Ia tertawa getir. Kapan Guan Xuyao pernah peduli padanya, atau pada kakaknya?
“Kakakmu tak pernah menceritakan soal dirinya dengan Changhao padaku, tapi ia memang beberapa kali membawanya pulang untuk makan bersama. Aku dan tante-mu cukup terkesan baik padanya...” Guan Xuyao sepertinya juga menyadari sesuatu, lalu menggaruk kepalanya dengan canggung.

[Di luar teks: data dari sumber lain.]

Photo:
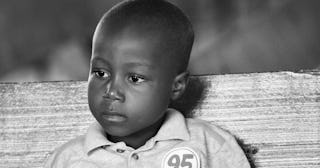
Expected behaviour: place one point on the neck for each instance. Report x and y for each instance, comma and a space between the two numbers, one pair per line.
139, 138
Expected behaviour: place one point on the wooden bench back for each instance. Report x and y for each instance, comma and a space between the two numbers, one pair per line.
275, 116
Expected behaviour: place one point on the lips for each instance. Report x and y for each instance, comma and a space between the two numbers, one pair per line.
114, 117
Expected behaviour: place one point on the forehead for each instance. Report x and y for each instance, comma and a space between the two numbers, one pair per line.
131, 43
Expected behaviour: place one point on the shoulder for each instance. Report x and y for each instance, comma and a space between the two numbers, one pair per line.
64, 153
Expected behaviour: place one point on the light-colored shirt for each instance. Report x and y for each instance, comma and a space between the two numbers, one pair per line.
179, 143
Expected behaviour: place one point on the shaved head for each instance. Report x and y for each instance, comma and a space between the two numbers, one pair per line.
154, 19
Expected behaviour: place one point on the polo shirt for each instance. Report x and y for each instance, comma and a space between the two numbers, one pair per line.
179, 143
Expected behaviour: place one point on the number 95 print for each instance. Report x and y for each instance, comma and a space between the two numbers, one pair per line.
182, 157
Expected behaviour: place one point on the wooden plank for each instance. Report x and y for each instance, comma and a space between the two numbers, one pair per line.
276, 116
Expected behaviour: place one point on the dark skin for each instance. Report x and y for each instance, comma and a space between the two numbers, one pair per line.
131, 82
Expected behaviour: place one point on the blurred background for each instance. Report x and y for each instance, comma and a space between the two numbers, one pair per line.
49, 40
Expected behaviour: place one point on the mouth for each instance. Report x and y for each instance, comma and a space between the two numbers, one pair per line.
114, 117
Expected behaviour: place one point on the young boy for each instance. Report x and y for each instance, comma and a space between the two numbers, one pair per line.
139, 58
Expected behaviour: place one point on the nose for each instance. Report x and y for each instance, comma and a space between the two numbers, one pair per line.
114, 92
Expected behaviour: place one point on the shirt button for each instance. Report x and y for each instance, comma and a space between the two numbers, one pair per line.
120, 150
135, 156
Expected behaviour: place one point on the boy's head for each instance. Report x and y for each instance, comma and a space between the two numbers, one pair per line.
140, 53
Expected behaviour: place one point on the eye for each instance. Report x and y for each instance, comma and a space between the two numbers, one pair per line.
136, 79
101, 74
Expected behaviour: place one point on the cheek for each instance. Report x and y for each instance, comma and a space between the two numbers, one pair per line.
94, 95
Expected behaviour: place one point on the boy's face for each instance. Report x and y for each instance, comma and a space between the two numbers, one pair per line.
130, 81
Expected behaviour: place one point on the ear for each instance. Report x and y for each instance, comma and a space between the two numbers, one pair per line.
179, 85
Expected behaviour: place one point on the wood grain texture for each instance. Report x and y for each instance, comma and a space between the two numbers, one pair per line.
276, 116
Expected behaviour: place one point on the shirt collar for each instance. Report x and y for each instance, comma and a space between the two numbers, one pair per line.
173, 127
95, 138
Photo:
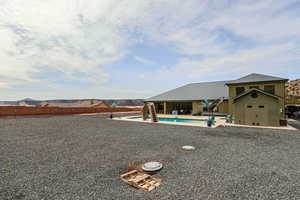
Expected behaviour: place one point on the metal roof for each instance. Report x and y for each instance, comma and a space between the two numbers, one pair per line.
195, 91
209, 90
251, 78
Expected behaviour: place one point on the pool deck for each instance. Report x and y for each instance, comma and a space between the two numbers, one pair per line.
219, 121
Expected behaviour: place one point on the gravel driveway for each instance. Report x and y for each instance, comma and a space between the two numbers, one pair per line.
82, 157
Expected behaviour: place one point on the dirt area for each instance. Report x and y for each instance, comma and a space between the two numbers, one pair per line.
82, 157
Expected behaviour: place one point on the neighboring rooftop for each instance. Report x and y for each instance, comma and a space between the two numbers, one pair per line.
257, 78
195, 91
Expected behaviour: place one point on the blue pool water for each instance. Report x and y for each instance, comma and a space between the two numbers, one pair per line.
167, 119
164, 119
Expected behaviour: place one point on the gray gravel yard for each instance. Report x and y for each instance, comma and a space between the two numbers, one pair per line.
82, 157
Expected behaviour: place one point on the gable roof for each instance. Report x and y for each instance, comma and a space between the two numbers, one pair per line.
257, 90
195, 91
256, 78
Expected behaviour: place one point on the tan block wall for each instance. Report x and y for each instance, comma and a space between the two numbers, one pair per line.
22, 110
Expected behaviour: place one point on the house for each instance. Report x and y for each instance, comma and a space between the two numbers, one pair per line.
293, 92
255, 99
78, 103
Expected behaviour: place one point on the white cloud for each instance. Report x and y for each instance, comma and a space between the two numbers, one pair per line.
73, 36
144, 60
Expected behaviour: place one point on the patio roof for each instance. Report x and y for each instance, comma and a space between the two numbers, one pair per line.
194, 91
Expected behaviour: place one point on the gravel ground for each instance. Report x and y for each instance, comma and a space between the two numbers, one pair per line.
82, 157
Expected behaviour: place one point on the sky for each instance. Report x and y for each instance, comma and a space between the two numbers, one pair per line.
64, 49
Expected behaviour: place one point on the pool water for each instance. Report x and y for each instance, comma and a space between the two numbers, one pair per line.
167, 119
164, 119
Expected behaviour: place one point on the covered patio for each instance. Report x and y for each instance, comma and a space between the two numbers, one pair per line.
182, 107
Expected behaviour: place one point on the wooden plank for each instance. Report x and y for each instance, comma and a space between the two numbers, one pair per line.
129, 173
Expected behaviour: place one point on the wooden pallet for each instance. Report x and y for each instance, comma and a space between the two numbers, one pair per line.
141, 180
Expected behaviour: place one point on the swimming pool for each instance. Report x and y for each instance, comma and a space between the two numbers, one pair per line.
168, 119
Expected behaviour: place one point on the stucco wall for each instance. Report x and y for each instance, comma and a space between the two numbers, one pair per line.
197, 107
272, 107
223, 107
279, 91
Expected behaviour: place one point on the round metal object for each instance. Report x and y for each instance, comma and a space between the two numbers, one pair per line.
188, 148
152, 166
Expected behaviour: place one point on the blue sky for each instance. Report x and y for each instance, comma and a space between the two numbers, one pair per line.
139, 48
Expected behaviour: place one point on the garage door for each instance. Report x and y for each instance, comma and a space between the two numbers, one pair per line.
256, 115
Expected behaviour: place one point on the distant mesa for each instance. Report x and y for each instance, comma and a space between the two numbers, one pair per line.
92, 103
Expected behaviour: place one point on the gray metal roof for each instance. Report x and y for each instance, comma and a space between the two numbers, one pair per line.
209, 90
195, 91
256, 78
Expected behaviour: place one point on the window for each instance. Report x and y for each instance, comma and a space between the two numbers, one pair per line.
239, 90
270, 89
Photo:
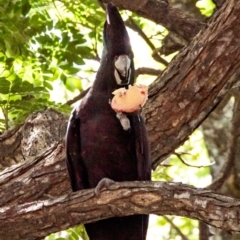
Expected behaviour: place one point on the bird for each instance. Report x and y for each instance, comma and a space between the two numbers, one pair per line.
102, 144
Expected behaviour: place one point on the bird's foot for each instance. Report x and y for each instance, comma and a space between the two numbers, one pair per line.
104, 183
123, 120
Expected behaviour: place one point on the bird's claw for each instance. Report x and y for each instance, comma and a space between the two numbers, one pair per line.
123, 120
104, 183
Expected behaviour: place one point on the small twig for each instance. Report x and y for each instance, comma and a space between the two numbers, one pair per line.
203, 231
189, 165
78, 97
176, 228
148, 71
232, 149
131, 24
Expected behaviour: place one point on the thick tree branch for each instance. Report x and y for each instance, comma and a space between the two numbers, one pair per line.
161, 13
120, 200
194, 83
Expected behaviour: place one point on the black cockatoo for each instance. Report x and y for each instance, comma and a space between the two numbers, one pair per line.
99, 144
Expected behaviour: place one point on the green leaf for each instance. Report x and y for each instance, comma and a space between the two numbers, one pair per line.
25, 7
4, 86
73, 83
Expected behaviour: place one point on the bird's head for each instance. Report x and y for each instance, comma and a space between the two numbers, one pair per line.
117, 47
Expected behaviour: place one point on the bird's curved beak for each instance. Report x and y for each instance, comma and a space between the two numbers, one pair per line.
122, 71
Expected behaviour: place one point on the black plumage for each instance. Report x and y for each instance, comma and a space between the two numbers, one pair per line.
97, 146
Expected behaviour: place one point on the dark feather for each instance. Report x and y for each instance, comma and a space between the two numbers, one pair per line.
97, 146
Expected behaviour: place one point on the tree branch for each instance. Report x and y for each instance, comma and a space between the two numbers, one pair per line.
161, 13
121, 199
194, 83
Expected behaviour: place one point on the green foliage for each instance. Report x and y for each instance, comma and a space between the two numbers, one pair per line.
41, 42
206, 7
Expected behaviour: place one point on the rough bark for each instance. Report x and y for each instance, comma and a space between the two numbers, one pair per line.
162, 13
194, 83
119, 200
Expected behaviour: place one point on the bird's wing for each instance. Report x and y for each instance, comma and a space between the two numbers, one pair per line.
75, 164
142, 148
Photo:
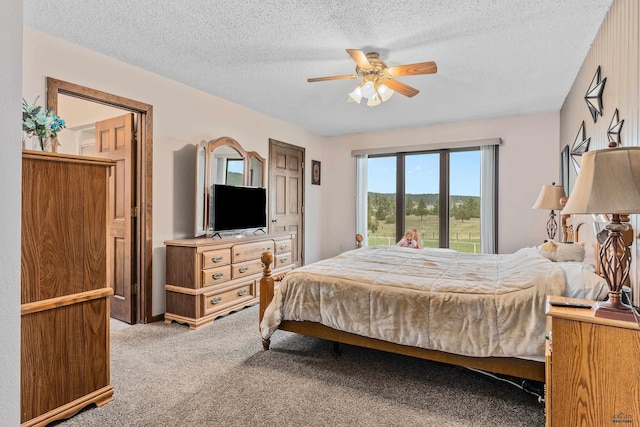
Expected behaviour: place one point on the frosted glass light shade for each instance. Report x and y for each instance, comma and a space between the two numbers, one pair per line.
368, 90
373, 101
356, 95
385, 92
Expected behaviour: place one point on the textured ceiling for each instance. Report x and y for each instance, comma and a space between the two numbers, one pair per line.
495, 57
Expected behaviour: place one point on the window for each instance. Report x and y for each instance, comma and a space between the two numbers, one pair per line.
439, 193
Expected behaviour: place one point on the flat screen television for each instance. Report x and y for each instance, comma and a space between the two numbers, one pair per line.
237, 208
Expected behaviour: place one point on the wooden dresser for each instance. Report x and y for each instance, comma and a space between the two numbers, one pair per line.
592, 369
64, 290
210, 277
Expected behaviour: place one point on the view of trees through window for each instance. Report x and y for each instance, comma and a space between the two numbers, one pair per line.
422, 183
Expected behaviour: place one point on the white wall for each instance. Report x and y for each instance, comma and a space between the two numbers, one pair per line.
182, 117
528, 159
616, 49
10, 194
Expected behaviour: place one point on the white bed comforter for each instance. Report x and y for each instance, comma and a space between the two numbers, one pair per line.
467, 304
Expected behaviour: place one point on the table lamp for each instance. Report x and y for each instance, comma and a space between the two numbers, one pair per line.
609, 181
549, 198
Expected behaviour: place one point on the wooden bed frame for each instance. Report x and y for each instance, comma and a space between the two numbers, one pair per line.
521, 368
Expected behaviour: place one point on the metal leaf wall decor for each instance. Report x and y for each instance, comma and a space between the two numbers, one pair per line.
593, 97
615, 127
579, 147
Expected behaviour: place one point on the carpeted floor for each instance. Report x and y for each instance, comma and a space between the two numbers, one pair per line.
168, 375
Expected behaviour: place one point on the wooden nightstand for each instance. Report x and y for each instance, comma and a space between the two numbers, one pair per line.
592, 369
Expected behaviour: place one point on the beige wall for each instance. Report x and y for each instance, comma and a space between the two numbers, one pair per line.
10, 194
183, 116
616, 50
528, 159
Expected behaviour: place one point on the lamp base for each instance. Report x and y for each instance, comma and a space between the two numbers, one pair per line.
607, 310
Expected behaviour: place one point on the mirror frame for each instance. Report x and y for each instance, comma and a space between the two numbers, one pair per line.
204, 180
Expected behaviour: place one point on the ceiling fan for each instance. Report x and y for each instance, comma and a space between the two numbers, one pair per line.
378, 79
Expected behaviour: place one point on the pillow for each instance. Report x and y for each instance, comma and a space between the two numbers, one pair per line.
562, 252
583, 282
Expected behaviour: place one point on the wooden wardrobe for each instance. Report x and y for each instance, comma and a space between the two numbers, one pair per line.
64, 286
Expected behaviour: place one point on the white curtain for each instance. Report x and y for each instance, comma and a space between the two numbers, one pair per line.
488, 199
361, 196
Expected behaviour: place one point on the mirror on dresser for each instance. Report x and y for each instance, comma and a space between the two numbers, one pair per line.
222, 161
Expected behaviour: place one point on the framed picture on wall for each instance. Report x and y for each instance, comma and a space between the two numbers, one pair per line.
564, 169
315, 172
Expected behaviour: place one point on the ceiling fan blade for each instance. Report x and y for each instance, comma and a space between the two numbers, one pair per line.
360, 58
413, 69
400, 87
322, 79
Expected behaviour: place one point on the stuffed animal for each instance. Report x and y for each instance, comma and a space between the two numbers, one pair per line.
410, 240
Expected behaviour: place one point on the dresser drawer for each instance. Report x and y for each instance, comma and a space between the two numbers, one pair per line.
245, 269
212, 276
250, 251
216, 258
283, 246
282, 260
215, 301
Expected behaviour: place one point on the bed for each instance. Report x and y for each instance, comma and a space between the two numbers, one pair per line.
480, 311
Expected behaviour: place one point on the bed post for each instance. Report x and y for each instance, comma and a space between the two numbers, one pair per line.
266, 289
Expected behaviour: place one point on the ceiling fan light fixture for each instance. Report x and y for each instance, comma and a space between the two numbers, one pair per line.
356, 95
373, 101
368, 89
384, 92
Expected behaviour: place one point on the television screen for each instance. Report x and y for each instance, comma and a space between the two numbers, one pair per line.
238, 208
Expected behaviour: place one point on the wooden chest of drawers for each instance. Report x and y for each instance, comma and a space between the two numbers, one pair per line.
207, 278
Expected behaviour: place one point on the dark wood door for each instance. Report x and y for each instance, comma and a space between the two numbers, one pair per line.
115, 141
286, 193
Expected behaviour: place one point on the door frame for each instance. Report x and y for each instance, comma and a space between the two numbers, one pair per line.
144, 183
300, 234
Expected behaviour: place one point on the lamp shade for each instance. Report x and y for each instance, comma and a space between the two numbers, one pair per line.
608, 183
549, 197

“Setiap kali datang, ia pasti selalu bermurah hati, kan?” Ia mengangkat dagunya, suaranya bergetar halus. Apakah ini benar ayah yang melahirkannya dan membesarkannya? Dulu, ia masih bisa memaklumi ayah yang demi kariernya menitipkan mereka berdua pada pengasuh, tapi kenapa sekarang ayahnya terasa begitu asing? Sejak ia menikah, selain meminta uang, pernahkah Guan Xuyao benar-benar memedulikan mereka berdua?
“Moxing...” Guan Xuyao memanggil pelan, dadanya tiba-tiba terasa sesak. Menatap matanya yang mirip dengan Moxiang, ia tahu satu putrinya sudah tiada, dan kini yang kecil pun rasanya makin jauh darinya.
“Ayah!” Ia mendongak, menahan air mata yang sudah menggenang di pelupuk, memaksa agar tak tumpah. “Lei Changhao bilang dia sudah mengutus orang untuk mengambil abu jenazah kakak.”
Guan Xuyao menunduk, mengusap sudut matanya. “Maafkan Ayah. Ayah gagal menjaga kakakmu, Ayah juga tak pernah menjalankan tugas sebagai orang tua dengan baik...”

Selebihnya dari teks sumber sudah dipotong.